Joe the pigeon made headlines around the world after he was found in a garden in Melbourne wearing what appeared to be a US identification.
But he was granted a reprieve amid doubts about the origin of his leg tag.
"Following an investigation, the department has concluded that Joe the pigeon is highly likely to be Australian and does not present a biosecurity risk," Australia's Department of Agriculture, Water and the Environment announced yesterday.
"The department is satisfied that the bird's leg band is a fraudulent copy of a legitimate leg band," the statement said, adding that no further action would be taken against the bird.
Melbourne resident Kevin Celli-Bird said he found the pigeon - named Joe after US President-elect Joe Biden - in his back garden on Boxing Day.
The bird's leg tag suggested that Joe was registered to an owner in Alabama and had last been seen during a race in the western US state of Oregon in October.
After news of Joe's appearance made headlines in Australia, local officials said the bird would have to be killed because of the danger of infection to local birds.
'No biosecurity risk'
But the pigeon's fortunes turned when the American Racing Pigeon Union denied that Joe's leg tag was genuine.
"The pigeon found in Australia sports a counterfeit band and need not be destroyed per biosecurity measures, because his actual home is in Australia," the group wrote on Facebook.
An Australian investigation agreed with the findings and determined that Joe "does not present a biosecurity risk".
It is unclear why the bird was wearing a fake leg tag.

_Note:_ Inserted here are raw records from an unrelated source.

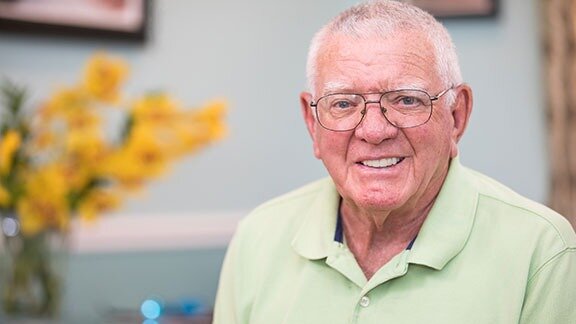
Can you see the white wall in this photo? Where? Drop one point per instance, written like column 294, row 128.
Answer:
column 253, row 53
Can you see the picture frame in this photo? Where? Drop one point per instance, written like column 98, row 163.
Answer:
column 458, row 9
column 126, row 20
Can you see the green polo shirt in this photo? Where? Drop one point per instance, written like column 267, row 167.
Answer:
column 484, row 255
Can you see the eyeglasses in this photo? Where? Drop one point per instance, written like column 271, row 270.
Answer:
column 403, row 108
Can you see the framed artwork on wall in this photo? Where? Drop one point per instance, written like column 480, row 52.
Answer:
column 458, row 8
column 112, row 19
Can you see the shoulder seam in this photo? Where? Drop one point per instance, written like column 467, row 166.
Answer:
column 558, row 233
column 547, row 262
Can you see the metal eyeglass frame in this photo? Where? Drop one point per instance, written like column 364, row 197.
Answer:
column 314, row 105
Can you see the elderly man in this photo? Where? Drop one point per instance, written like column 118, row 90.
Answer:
column 400, row 232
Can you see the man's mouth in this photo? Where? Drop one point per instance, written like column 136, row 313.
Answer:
column 382, row 163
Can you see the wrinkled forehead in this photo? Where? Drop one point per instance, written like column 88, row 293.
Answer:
column 375, row 63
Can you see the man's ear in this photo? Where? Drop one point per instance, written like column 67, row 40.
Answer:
column 309, row 118
column 460, row 110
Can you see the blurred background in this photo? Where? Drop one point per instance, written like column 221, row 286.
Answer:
column 168, row 243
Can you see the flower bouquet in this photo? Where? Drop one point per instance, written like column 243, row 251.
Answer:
column 81, row 153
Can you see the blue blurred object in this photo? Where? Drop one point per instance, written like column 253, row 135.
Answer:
column 151, row 309
column 186, row 306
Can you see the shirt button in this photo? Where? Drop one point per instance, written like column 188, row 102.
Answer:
column 365, row 301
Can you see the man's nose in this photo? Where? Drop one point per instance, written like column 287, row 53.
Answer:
column 374, row 127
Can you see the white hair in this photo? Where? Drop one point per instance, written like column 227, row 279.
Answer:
column 382, row 18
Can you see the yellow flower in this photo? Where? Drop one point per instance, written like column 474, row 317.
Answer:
column 200, row 127
column 103, row 77
column 141, row 158
column 64, row 102
column 44, row 204
column 9, row 144
column 4, row 197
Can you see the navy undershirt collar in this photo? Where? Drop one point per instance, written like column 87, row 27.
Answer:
column 339, row 232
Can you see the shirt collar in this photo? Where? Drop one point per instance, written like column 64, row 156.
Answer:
column 441, row 238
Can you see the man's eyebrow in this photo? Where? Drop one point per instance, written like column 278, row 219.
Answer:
column 334, row 86
column 408, row 85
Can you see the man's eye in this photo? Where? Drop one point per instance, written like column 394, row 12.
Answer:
column 409, row 101
column 342, row 104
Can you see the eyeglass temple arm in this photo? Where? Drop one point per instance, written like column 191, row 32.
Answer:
column 436, row 97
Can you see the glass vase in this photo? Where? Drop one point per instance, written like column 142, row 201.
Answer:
column 31, row 274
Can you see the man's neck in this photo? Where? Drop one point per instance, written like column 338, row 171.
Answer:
column 375, row 238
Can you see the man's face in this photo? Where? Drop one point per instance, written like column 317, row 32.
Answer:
column 378, row 166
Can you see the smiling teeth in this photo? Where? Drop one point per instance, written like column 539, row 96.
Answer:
column 383, row 163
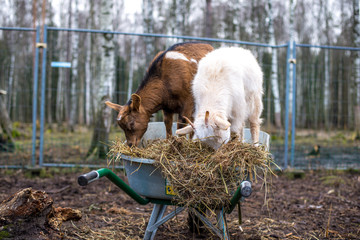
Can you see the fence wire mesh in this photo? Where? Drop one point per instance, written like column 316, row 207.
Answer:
column 324, row 95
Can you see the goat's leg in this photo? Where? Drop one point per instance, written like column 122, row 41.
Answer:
column 238, row 129
column 255, row 120
column 168, row 119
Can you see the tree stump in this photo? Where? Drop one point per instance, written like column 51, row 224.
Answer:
column 30, row 213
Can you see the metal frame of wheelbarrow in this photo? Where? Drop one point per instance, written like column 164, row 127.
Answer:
column 156, row 130
column 157, row 216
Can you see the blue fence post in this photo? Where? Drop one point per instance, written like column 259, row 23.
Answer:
column 287, row 107
column 293, row 118
column 42, row 110
column 35, row 88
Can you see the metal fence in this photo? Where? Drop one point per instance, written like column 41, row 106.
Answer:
column 290, row 146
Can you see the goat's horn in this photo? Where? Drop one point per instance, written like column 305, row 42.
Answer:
column 189, row 122
column 207, row 118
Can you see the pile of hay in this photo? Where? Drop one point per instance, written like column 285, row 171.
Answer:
column 199, row 174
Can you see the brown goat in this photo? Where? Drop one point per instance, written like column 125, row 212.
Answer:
column 166, row 86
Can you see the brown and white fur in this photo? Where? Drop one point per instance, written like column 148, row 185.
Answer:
column 228, row 91
column 166, row 86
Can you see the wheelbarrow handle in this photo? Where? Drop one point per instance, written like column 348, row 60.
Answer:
column 87, row 178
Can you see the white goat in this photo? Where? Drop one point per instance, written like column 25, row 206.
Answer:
column 228, row 91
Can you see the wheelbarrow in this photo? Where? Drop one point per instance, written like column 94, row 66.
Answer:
column 147, row 185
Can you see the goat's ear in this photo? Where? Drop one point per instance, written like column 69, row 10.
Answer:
column 114, row 106
column 207, row 118
column 185, row 130
column 135, row 102
column 222, row 123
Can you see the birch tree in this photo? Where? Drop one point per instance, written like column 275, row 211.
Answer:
column 356, row 33
column 74, row 67
column 106, row 81
column 327, row 41
column 148, row 25
column 208, row 19
column 88, row 72
column 291, row 37
column 274, row 67
column 59, row 111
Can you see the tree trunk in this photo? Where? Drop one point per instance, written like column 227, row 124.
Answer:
column 148, row 22
column 356, row 32
column 274, row 67
column 105, row 90
column 208, row 19
column 6, row 142
column 88, row 80
column 131, row 70
column 74, row 69
column 291, row 37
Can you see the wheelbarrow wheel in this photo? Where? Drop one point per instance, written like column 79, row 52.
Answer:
column 195, row 224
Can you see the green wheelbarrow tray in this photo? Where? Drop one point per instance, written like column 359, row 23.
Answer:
column 147, row 185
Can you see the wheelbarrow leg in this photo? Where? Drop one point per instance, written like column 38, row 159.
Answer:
column 157, row 219
column 157, row 214
column 220, row 229
column 221, row 223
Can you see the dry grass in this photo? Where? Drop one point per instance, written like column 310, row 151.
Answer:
column 198, row 174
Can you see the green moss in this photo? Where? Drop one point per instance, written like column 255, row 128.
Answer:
column 4, row 233
column 332, row 180
column 294, row 174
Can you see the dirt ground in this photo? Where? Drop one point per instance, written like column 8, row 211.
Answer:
column 318, row 205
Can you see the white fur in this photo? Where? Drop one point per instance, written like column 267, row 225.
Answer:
column 228, row 84
column 176, row 55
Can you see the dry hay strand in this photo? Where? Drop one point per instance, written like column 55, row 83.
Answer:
column 198, row 174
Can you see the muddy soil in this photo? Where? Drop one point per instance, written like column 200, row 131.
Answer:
column 318, row 205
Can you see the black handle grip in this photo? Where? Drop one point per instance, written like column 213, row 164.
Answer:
column 87, row 178
column 246, row 189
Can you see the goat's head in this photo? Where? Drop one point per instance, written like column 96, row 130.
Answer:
column 132, row 118
column 213, row 129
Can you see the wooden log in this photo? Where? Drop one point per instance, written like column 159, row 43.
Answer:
column 30, row 213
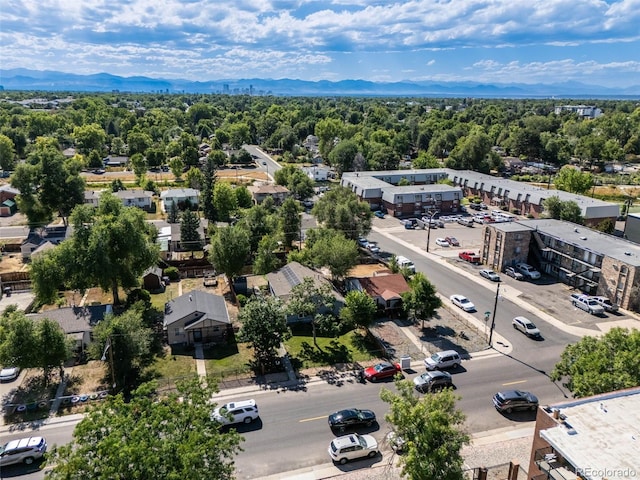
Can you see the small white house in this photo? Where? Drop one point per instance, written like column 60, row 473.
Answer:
column 136, row 198
column 179, row 196
column 317, row 173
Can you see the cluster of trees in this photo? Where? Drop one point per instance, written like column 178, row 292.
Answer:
column 353, row 133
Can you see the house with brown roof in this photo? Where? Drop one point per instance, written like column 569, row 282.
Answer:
column 386, row 289
column 260, row 192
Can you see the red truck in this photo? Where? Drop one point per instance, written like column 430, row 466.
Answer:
column 470, row 257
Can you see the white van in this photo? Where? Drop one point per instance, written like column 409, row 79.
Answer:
column 404, row 262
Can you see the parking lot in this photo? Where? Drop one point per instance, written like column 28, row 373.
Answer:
column 546, row 294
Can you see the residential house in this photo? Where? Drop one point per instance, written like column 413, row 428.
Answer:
column 152, row 279
column 115, row 161
column 282, row 281
column 196, row 317
column 136, row 198
column 591, row 438
column 91, row 197
column 260, row 192
column 8, row 208
column 386, row 289
column 182, row 197
column 317, row 173
column 76, row 322
column 39, row 237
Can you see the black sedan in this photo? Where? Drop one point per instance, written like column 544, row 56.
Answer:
column 351, row 417
column 509, row 400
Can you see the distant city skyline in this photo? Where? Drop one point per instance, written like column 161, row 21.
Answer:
column 502, row 41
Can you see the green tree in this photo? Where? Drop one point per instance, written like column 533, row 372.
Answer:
column 125, row 342
column 111, row 246
column 590, row 367
column 190, row 238
column 48, row 183
column 264, row 326
column 28, row 343
column 432, row 428
column 139, row 165
column 224, row 201
column 422, row 299
column 340, row 209
column 229, row 251
column 7, row 153
column 289, row 214
column 176, row 164
column 266, row 260
column 570, row 179
column 359, row 309
column 566, row 210
column 314, row 301
column 166, row 437
column 333, row 250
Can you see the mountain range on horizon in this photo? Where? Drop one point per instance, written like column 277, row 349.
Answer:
column 37, row 80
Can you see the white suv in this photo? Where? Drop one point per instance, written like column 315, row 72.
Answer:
column 24, row 450
column 528, row 271
column 349, row 447
column 245, row 411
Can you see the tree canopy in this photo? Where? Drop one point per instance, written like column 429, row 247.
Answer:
column 149, row 436
column 600, row 365
column 111, row 246
column 432, row 428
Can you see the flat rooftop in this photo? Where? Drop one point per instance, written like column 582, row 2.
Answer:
column 600, row 435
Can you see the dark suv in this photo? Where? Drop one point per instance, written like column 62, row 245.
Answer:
column 510, row 400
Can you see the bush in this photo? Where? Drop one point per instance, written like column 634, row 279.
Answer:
column 173, row 273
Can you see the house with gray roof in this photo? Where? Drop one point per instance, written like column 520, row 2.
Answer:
column 76, row 322
column 282, row 281
column 196, row 317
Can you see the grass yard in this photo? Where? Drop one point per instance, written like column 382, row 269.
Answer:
column 232, row 359
column 175, row 364
column 350, row 347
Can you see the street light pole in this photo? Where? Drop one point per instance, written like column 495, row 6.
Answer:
column 431, row 215
column 493, row 318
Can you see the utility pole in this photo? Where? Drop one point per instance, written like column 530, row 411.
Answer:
column 431, row 215
column 493, row 318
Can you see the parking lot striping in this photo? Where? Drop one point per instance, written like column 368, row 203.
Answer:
column 312, row 419
column 514, row 383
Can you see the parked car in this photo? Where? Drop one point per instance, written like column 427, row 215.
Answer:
column 432, row 380
column 586, row 303
column 607, row 304
column 349, row 447
column 245, row 411
column 513, row 273
column 440, row 360
column 373, row 247
column 510, row 400
column 23, row 450
column 350, row 418
column 8, row 374
column 470, row 257
column 528, row 271
column 453, row 241
column 462, row 302
column 526, row 326
column 381, row 370
column 466, row 221
column 442, row 242
column 490, row 274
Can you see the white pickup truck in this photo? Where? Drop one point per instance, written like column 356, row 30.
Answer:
column 586, row 303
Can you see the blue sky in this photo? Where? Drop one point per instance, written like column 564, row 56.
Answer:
column 489, row 41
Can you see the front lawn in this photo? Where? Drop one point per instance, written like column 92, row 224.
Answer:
column 350, row 347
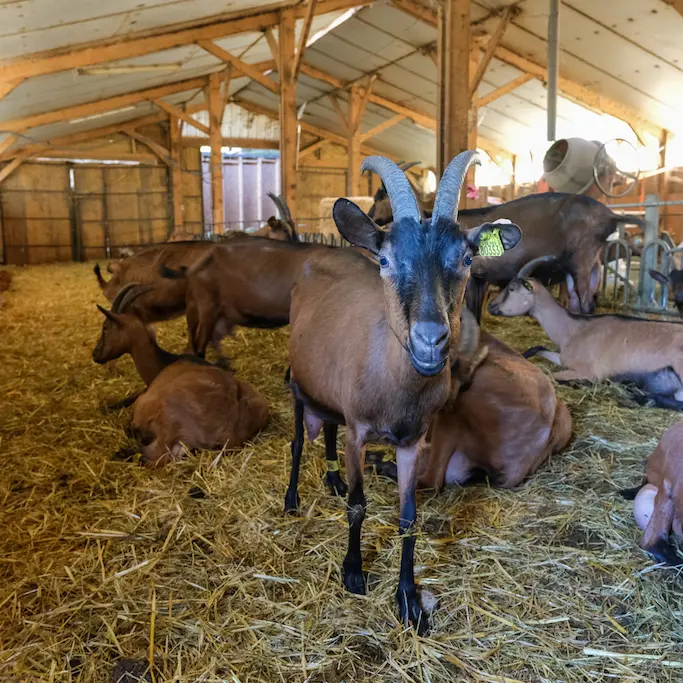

However, the American Racing Pigeon Union's sport development manager Deone Roberts told the AP news agency that the use of counterfeit identifications is "happening more and more".
Racing pigeons can be extremely valuable, with one bird sold in November for a record $US1.9m ($NZ2.6m).
But Joe, it appears, is an entirely different breed - a local Turkish Tumbler.
"They're not bred for flying long distances, they're bred for tricks in the air. So they're like a show bird really," Lars Scott from Pigeon Rescue Melbourne told the AFP news agency.
Joe the pigeon is not the first to face trouble from Australia's strict animal import laws.
Actors Johnny Depp and his then-wife Amber Heard had to issue a video apology after illegally bringing their dogs Pistol and Boo into the country on their private jet in 2015.